One of the first studies that explored potential contaminants in the “rare-biosphere” is the E.coli sequencing paper by Kunin et al published back in 2009 [5].  In that study, the authors sequence a laboratory strain of E. coli (a mock community of a single organism with multiple rRNA operons).  They find multiple OTUs that are not classified as E. coli and pass the QC filtration steps used by others previously.  In their own words:

"These contaminants represent only 0.03% of the reads obtained in the present study and suggest that all PCR-based surveys that use broad-specificity primers will likely suffer from similar low-level background contamination, a point worth bearing in mind when interpreting rare biosphere data."[5]

How do we incorporate these results in our data interpretation from natural communities?
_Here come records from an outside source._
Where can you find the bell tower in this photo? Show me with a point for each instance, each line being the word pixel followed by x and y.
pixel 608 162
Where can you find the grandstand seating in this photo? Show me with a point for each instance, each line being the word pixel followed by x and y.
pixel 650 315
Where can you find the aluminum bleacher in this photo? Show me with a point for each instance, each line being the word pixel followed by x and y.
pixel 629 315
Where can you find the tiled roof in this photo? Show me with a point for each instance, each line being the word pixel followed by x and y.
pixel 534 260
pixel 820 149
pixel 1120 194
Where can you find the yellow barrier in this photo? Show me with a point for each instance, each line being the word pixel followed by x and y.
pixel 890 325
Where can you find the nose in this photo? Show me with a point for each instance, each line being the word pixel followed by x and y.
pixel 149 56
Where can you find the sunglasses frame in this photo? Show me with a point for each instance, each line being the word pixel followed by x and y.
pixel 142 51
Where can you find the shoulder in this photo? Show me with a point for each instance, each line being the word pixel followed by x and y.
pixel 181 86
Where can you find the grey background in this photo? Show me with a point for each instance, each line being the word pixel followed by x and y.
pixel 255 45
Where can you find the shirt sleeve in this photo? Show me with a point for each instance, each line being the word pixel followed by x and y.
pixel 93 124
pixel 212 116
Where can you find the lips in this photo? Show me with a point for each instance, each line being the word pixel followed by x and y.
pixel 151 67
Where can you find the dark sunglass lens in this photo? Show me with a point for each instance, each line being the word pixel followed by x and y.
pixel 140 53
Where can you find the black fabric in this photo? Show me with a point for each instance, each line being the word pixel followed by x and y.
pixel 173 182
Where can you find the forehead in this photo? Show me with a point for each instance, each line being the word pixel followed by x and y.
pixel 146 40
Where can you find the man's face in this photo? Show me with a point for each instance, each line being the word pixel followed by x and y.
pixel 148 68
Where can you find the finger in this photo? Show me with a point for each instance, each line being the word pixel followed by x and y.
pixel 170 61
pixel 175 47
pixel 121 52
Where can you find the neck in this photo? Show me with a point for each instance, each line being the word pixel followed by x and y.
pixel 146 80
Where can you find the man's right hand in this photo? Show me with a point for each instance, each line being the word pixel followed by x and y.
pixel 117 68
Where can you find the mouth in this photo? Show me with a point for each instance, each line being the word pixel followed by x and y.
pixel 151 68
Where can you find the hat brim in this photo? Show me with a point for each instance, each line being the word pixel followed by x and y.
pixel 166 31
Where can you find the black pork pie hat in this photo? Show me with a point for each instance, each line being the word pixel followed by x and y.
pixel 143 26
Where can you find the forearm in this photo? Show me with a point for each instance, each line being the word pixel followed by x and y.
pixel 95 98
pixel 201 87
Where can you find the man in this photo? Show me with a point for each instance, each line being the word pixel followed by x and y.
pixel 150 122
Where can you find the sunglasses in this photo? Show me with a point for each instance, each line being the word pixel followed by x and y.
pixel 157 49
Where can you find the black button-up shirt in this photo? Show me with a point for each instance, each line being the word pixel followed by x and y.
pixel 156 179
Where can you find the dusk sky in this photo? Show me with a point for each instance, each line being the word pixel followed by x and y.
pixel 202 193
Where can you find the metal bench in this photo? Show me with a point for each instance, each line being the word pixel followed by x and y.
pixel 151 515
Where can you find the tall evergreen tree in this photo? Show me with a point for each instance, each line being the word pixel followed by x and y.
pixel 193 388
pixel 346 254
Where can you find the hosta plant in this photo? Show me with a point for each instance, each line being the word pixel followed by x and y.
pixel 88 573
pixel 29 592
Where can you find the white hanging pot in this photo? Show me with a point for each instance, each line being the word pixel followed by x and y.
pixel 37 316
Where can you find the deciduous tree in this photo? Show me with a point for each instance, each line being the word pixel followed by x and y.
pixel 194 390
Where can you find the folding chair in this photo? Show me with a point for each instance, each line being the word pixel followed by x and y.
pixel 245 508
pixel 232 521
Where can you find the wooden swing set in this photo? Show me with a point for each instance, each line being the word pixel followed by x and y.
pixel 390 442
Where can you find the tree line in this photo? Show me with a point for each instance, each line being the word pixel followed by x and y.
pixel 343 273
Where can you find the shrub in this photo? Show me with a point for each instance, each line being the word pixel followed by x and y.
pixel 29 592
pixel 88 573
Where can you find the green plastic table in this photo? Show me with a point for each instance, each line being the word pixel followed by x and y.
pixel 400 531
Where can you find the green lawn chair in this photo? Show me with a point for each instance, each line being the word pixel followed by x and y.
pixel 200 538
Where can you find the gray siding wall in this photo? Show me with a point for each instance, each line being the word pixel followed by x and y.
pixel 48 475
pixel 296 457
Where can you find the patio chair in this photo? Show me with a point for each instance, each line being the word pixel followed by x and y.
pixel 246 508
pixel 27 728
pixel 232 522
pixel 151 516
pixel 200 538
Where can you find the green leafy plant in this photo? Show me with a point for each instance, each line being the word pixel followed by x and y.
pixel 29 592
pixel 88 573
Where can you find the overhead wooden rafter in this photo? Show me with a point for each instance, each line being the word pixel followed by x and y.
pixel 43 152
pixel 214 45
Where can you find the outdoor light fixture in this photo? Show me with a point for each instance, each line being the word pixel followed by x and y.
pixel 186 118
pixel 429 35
How do we bias our dataset when we set an arbitrary threshold for how many times an OTU must occur before we consider it “real”?

Several studies following the Kunin et al analysis chose not to perform a frequency-based cull (or at least did not report it in their methods): the Dominguez-Bello infant study used 2,000 reads per sample [6], the Caporaso study used 3.1 million reads, deciding that 2,000 was sufficient to characterize that environment [7].  Some other authors have taken advantage of the rank abundance curve to quality filter their reads without completely deleting the rare biosphere [8], and others have pointed out that severe amplicon noise filtration, and indeed any diversity metric has to make some assumptions about the underlying population from which we are sampling (an unknown) and that amplicon noise reduction algorithms may not be based on actual read characteristics and can bias the data [9, 10].

All noise filtration pipelines not strictly focused on Phred scores and read-specific parameters make assumptions about the underlying, unsampled community.  By removing OTUs that don’t exist at 1% or greater in your single sample you are necessarily making an assumption about the diversity you expect to find in that habitat and biasing the results.  It’s one thing to consider removing singletons - reads that occur only once and may be contamination - but quite another to consider only OTUs at a larger, arbitrary frequency/percentage. 

One of the results in the Jones et al paper really highlights the fact that they did not deeply sample their insects.  Consider the termite (Isoptera:Termitidae) called Coptotermes formosanus.  This wood-eating termite is host to many diverse bacteria and protists – it’s often used in microbiology courses focusing on symbiosis due to the neat morphologies and behaviors you can observe under the microscope after dissection of the hind gut.  Others who have more deeply sampled the termite gut (admittedly, a different species) have found between 300 - 700 bacterial OTUs present there (depending on the primer set used see [11]), and a metagenomic sampling of Coptotermes formosanus itself also revealed a large amount of bacterial diversity [12].  Although we don’t have the raw number of OTUs found in the Coptotermes sample in the Jones et al study you can see the average richness in Table 2 is listed as 5.83.  This is extremely low based on our understanding of the termite gut and expectations from these natural environments.